Government bars early access to pensions
The Government has decided to bar people from early access to their pensions, taking into account responses from advisers.
The Treasury says there is insufficient evidence that allowing early access would encourage people to save more.
Treasury officials said that many advisers contacted them after the call for evidence in December 2010 to explain how they already advised clients to ensure they held both Isas and pensions as tax-incentivised products.
Advisers also said there were concerns that allowing early access to pensions in cases of hardship could expose vulnerable individuals to greater financial risk in future.
Early access could leave vulnerable individuals open to pressure from lenders to meet arrears using pension funds, say some advisers.

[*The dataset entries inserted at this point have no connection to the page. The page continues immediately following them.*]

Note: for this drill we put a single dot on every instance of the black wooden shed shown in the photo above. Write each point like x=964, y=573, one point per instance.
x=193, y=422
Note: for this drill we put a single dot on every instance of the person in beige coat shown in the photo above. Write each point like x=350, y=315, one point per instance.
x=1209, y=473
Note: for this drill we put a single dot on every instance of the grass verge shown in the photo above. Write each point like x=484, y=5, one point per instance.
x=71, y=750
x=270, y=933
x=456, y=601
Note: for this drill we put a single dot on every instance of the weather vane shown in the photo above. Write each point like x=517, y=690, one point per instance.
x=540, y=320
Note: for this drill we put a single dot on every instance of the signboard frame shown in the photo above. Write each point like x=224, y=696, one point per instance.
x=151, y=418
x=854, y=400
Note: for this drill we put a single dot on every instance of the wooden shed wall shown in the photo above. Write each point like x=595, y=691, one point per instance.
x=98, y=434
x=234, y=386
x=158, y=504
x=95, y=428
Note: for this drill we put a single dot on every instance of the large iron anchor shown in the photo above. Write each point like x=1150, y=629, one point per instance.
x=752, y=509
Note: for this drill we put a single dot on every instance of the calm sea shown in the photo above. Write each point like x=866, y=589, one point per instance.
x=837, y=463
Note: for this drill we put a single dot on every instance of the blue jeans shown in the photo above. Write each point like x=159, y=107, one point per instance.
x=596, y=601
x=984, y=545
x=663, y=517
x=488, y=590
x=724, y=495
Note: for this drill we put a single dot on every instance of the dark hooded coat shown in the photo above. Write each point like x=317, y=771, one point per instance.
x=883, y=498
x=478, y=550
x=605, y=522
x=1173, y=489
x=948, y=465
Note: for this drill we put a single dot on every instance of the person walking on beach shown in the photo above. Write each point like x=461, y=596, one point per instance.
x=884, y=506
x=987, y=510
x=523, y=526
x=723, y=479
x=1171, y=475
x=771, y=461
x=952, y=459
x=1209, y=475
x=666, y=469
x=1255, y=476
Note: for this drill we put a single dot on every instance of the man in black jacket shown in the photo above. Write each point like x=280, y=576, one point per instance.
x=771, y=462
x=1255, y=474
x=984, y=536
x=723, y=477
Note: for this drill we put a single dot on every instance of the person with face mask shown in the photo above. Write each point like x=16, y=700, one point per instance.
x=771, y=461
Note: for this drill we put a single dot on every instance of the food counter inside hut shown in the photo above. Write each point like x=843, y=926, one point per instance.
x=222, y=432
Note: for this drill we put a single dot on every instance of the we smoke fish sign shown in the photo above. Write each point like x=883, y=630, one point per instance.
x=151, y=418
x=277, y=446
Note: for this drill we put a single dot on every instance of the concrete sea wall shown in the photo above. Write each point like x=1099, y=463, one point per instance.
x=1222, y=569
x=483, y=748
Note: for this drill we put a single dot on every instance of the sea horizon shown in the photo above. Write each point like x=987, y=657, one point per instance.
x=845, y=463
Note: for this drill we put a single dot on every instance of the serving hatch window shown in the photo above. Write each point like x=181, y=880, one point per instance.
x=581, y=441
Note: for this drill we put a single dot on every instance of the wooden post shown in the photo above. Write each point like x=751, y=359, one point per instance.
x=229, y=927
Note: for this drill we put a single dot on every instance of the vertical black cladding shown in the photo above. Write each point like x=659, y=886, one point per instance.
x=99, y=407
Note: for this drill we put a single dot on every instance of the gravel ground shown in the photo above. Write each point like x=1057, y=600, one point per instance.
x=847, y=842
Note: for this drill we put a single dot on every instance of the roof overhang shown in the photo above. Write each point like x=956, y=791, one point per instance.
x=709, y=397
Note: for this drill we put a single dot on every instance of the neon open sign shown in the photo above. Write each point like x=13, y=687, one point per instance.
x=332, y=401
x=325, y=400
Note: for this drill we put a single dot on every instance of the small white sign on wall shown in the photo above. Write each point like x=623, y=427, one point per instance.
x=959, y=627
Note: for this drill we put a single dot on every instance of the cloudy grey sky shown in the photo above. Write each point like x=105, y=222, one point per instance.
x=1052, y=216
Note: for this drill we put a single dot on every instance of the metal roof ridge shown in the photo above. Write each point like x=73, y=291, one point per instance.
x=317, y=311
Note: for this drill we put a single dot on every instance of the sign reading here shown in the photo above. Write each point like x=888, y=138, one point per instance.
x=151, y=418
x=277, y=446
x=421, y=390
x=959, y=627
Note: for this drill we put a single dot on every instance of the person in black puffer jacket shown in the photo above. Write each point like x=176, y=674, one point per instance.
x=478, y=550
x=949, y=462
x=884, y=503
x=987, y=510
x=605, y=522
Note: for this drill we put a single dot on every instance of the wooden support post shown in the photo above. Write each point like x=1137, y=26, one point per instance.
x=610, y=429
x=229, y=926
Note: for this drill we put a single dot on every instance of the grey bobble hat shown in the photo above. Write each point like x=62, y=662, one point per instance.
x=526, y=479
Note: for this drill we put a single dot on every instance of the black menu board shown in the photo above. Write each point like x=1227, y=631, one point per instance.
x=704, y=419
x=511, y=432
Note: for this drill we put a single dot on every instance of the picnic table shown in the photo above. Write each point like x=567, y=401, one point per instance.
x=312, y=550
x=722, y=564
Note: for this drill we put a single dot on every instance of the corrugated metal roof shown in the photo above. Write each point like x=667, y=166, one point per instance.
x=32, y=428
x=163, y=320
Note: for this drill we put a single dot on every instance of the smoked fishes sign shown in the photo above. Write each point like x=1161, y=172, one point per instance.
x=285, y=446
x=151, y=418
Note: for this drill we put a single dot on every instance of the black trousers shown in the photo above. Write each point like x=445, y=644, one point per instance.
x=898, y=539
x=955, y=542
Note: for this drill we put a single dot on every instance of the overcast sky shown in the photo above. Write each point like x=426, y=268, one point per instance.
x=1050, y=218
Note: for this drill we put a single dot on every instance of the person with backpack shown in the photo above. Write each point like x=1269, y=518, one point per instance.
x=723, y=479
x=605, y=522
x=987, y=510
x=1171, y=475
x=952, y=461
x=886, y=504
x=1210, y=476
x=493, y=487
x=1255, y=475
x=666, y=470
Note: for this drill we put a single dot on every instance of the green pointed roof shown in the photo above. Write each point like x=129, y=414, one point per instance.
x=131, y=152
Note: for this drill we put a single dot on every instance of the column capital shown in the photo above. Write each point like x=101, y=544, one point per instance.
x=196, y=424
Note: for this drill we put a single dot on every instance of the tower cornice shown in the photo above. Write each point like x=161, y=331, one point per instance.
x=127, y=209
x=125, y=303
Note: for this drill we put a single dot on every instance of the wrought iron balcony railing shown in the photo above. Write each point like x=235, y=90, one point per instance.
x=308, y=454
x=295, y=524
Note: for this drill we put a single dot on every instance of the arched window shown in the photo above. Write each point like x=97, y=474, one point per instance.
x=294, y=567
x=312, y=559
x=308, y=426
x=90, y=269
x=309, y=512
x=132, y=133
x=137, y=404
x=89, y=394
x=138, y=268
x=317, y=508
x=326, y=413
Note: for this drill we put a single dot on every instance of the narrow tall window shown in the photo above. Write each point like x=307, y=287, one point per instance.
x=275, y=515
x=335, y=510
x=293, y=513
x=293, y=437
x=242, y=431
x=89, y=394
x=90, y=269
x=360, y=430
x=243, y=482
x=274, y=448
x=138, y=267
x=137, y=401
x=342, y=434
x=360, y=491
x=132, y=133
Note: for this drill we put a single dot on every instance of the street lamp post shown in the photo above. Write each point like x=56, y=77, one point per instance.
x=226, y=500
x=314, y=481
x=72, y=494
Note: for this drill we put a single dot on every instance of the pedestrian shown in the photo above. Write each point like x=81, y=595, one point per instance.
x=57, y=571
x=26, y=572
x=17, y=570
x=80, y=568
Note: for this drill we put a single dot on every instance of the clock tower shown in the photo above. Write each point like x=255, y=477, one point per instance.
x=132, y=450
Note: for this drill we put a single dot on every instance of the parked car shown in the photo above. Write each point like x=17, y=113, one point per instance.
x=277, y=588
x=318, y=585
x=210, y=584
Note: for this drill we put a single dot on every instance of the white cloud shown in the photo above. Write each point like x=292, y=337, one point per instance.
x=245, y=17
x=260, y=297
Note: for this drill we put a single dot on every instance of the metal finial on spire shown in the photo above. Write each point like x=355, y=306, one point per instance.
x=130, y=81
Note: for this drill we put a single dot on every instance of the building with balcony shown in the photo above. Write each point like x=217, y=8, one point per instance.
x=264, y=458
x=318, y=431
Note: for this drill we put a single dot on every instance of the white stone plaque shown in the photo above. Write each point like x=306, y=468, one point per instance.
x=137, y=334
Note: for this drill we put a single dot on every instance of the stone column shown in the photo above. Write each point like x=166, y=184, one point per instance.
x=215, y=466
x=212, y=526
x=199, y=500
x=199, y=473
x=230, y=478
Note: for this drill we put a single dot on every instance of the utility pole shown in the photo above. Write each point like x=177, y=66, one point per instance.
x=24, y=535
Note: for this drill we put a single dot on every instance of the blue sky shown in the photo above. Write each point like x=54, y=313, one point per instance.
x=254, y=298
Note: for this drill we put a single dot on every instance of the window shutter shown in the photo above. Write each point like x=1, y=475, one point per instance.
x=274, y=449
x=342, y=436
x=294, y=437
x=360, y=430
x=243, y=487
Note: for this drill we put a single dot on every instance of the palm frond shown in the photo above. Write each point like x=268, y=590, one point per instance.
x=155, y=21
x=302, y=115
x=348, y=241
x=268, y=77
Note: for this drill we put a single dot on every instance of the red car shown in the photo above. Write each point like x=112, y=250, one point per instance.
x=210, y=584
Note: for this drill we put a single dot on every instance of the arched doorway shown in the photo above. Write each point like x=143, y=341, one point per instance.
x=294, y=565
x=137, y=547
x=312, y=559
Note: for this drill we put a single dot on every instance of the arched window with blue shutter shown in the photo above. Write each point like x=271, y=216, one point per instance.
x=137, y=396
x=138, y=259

There was support for early access to the 25 per cent tax free lump sum as this would be relatively simple to implement but it was thought this would disincentive people from contributing once the sum had been withdrawn.
Treasury Financial Secretary Mark Hoban said: “The Government is committed to encouraging saving and wants to give individuals greater flexibility in saving for retirement.”
The Government plans to work with the financial services sector over the coming months to develop savings models such as funds and workplace Isas which can be built into current pensions.
The government will also monitor whether these types of savings help young people and low earners, who typically undersave.
Fidelity said making an explicit link between Isas and retirement savings would achieve the objective without complicating the pensions landscape.
They believe the annual pension limit of £50,000 should be combined with the Isa limit of £10,680.
Mark Duke, head of settlement consulting at Towers Watson, said: “People who don’t want to lock their money away can already save in other vehicles first and benefit from tax relief.
“This option could certainly be better promoted but it doesn’t require a change in the law. We expect more employers to think about whether they want to make medium-term savings vehicles available through the workplace.”
The Government says it may revisit the question of whether to permit early access to pension savings after 2017, when the automatic enrolment of most employees into pension schemes with employer contributions has been fully phased in.